Knowledge of Student Teachers on Sustainable Land Use Issues–Knowledge Types Relevant for Teacher Education
Citable Link (URL):http://resolver.sub.uni-goettingen.de/purl?gs-1/17616
For restructuring educational processes and institutions toward Sustainable Development, teachers’ knowledge and competences are crucial. Due to the high relevance of teachers’ content knowledge, this study aimed to (i) assess Sustainable Development-relevant knowledge by differentiating between situational, conceptual and procedural knowledge, (ii) find out via item response theory modelling how these theoretically distinguished knowledge types can be empirically supported, and (iii) link the knowledge dimension(s) to related constructs. We developed a paper-and-pencil test to assess these three knowledge types (N = 314).

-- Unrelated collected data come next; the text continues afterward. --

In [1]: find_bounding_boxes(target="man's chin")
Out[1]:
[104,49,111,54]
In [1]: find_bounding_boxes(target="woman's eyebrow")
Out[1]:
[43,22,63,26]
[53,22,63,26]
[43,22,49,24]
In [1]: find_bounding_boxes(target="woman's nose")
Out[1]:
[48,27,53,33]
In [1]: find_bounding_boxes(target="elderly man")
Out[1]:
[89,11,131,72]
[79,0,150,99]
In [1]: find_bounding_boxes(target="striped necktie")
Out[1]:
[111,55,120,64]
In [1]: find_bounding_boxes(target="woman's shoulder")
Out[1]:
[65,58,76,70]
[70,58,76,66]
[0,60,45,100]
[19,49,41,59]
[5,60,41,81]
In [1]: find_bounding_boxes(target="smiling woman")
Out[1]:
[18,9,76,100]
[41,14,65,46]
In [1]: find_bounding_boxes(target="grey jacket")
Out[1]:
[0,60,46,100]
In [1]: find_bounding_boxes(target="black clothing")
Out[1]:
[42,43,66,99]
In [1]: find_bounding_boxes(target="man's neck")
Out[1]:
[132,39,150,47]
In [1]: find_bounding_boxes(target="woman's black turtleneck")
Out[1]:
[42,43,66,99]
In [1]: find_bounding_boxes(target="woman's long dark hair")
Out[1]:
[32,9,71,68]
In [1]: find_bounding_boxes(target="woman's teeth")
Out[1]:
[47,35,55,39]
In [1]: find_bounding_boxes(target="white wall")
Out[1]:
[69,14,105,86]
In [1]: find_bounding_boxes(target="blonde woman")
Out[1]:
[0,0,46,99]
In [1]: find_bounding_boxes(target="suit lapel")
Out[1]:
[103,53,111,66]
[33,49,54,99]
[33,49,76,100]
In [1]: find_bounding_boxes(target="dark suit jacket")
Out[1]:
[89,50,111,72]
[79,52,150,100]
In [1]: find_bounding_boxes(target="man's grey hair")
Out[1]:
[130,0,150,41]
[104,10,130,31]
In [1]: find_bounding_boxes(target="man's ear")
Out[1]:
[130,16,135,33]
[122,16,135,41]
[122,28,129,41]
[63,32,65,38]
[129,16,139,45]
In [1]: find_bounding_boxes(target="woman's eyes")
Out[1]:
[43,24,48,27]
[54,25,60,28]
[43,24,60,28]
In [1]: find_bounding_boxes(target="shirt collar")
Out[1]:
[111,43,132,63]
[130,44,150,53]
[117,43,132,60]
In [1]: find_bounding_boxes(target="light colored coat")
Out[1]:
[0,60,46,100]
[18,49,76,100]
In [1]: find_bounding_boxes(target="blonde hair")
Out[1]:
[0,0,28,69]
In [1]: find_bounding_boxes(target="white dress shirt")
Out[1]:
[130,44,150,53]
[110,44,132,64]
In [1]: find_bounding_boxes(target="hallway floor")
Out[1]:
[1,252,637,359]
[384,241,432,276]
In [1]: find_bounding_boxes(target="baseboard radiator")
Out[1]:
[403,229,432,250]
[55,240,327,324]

A two-dimensional structure that combines situational and conceptual knowledge and that distinguishes situational/conceptual knowledge from procedural knowledge, fits the data best (EAP/PV situational/conceptual: 0.63; EAP/PV procedural: 0.67). Student teachers at master level outperformed bachelor level students in situational/conceptual knowledge but master level students did not differ from students at bachelor level regarding procedural knowledge. We observed only slight correlations between the two knowledge dimensions and the content-related motivational orientations of professional action competence. Student teachers’ deficits in procedural knowledge can be attributed to the small number of Education for Sustainable Development-relevant courses attended. Systematically fostering procedural knowledge in teacher education could promote achieving cognitive learning objectives associated with Sustainable Development Goals in the long term.